Se in Comuni dalla parte dei cittadini, si eliminano aree per servizi per accontentare privati che vogliono la villetta in centro o la lottizzazione in collina, non è l'urbanistica in crisi ma la politica e i rapporti sociali. Più ancora di bravi urbanisti, nella pubblica amministrazione occorrono amministratori intelligenti, che sappiano prima di tutto mettere in ordine per priorità il bene collettivo - non solo immediato - e i problemi di visibilità allo scopo di poter essere rieletti. Se in un amministratore prevale il proprio interesse elettorale non c'è urbanista che tenga. Salvo che non porti voti.

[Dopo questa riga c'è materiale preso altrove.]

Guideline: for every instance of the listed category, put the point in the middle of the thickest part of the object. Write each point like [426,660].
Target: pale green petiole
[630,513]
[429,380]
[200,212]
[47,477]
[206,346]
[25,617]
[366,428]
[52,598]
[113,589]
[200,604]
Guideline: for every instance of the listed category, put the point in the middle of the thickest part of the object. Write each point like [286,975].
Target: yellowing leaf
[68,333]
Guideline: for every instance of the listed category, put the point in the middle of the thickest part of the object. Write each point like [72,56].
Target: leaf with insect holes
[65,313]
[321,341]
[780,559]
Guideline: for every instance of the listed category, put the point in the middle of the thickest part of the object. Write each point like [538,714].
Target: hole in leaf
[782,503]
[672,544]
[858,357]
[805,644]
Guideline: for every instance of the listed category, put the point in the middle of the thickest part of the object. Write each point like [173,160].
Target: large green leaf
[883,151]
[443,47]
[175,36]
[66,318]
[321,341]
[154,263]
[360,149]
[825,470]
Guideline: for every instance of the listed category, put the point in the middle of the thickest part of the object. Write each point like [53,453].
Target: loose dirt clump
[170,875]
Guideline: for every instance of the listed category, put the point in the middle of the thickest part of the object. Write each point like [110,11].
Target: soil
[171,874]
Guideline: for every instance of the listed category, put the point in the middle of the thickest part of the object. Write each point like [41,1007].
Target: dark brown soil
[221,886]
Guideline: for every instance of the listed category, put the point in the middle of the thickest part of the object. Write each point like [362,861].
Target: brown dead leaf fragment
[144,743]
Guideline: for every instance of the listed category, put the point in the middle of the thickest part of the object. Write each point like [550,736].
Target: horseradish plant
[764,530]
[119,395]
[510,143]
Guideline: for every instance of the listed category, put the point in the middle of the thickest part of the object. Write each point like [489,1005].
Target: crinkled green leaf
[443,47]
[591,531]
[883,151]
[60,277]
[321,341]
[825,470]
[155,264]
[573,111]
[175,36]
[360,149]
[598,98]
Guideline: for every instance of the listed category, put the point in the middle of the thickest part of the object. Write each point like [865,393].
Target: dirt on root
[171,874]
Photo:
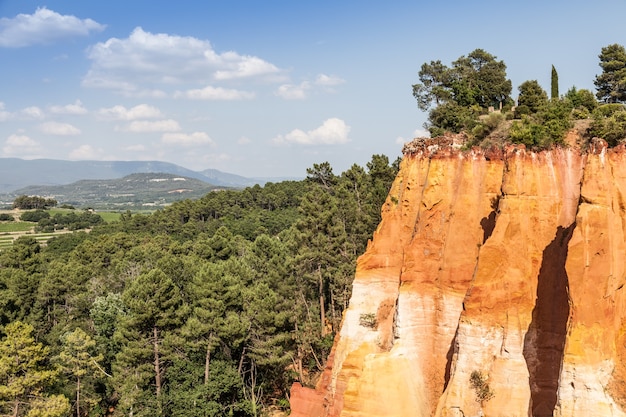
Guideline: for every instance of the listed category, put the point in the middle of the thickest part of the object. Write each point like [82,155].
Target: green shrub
[368,320]
[34,216]
[609,123]
[487,125]
[580,113]
[481,388]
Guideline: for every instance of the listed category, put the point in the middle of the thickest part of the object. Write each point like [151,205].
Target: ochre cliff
[509,263]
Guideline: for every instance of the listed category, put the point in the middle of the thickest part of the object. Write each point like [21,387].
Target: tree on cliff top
[611,84]
[477,80]
[554,84]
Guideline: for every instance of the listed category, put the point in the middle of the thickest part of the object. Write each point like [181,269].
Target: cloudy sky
[262,88]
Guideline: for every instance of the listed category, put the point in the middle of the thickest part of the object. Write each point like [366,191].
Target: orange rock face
[508,263]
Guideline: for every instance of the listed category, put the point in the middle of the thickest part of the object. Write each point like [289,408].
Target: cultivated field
[11,230]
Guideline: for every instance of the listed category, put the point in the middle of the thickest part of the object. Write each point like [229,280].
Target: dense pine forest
[210,307]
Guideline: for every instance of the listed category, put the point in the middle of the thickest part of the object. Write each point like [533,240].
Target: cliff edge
[504,264]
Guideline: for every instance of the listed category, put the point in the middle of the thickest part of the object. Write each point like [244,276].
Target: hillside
[131,191]
[17,173]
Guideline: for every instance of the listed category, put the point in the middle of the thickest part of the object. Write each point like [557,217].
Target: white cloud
[145,59]
[76,108]
[215,93]
[85,152]
[135,148]
[43,27]
[184,139]
[21,145]
[328,80]
[59,129]
[243,140]
[332,132]
[244,67]
[294,92]
[143,126]
[32,112]
[4,115]
[142,111]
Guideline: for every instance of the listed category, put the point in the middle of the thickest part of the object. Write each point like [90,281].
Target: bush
[450,117]
[481,388]
[368,320]
[545,128]
[609,123]
[487,125]
[34,216]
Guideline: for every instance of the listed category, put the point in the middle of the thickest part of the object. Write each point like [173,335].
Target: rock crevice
[510,263]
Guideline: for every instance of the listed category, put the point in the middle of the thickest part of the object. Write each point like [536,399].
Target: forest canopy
[210,307]
[473,96]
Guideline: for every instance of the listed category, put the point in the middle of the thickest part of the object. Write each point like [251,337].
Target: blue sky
[262,88]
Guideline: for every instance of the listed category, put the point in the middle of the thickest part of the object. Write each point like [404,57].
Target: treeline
[473,96]
[26,202]
[210,307]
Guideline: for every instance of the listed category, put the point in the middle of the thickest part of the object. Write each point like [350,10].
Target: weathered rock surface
[509,263]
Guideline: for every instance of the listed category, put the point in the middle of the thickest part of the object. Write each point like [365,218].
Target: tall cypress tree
[554,91]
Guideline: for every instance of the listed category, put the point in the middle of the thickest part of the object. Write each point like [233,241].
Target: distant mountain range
[16,173]
[147,191]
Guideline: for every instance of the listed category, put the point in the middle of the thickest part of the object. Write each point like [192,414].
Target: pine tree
[23,376]
[77,360]
[554,85]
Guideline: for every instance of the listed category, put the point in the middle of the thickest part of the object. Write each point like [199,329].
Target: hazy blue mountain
[18,173]
[132,191]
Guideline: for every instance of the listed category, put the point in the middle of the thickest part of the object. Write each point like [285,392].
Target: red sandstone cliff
[509,263]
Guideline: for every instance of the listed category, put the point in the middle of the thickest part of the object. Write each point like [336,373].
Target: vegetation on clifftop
[474,96]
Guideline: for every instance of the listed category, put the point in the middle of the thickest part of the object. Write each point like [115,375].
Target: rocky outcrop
[508,264]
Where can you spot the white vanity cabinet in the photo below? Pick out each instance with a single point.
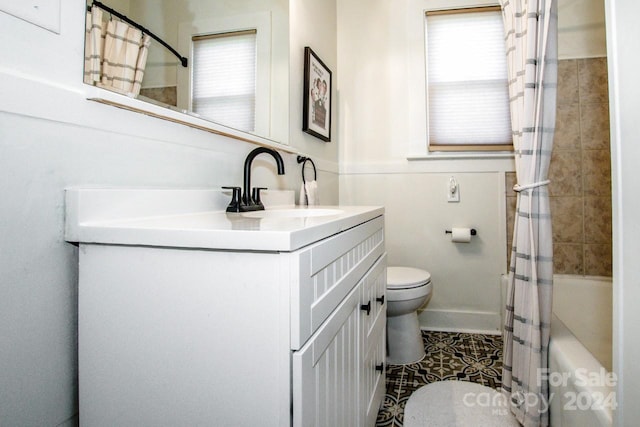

Oggi la città più che il luogo della convivenza civile e democratica, sembra il luogo ideale per una sorta di Far West dell'ognun per sé, fatto di paura, di diffidenza, di chiusura, di pretesa di poter fare tutto quel che si vuole (soprattutto in auto) e di impedirlo a tutti gli altri. È in questo scenario che devono trovare il proprio ruolo l'urbanistica e gli urbanisti. E il lavoro è semplice e quasi impraticabile: fare capire alla gente che vive spaventata da tutto, che ci sono modi di pensare la città meno terrorizzanti, con luoghi di incontro aperti e ugualmente sicuri, che non siano parcheggi. Manca a questo proposito nelle finalità proposte - o forse non l'ho saputo leggere - un incontro/confronto con la scuola di ogni ordine e grado. Anzi, soprattutto con le classi dei più piccoli. Perché, al di là di quel che ne può pensare la Moratti, se non si inizia con i bambini a scoprire la città in modo diverso, a disegnarla insieme a misura di tutti - e quindi democratica - rimarrà un discorso di livello elevato. Importante certamente, ma non incarnato. Perché il futuro lo costruiranno loro e, almeno in parte, sarà grazie a loro se potremo superare definitivamente l'idea che è meglio essere furbo che intelligente e appassionato.
Un'ultima segnalazione, legata proprio alla realtà infantile: esiste un vasto assortimento di giochi di simulazione di "urbanistica fai da te" al computer, nella quale il bambino si cimenta con la capacità di costruire città in epoche diverse. Giochi spesso guidati da una logica di economia più che di urbanistica, in grado di fornire al giocatore una visione del mondo limitata al puro guadagno, in linea c on il decadentismo diffuso. Non è forse anche questo un possibile campo di azione?
Mi piacciono le provocazioni.
Meravigliosa la citazione d'apertura.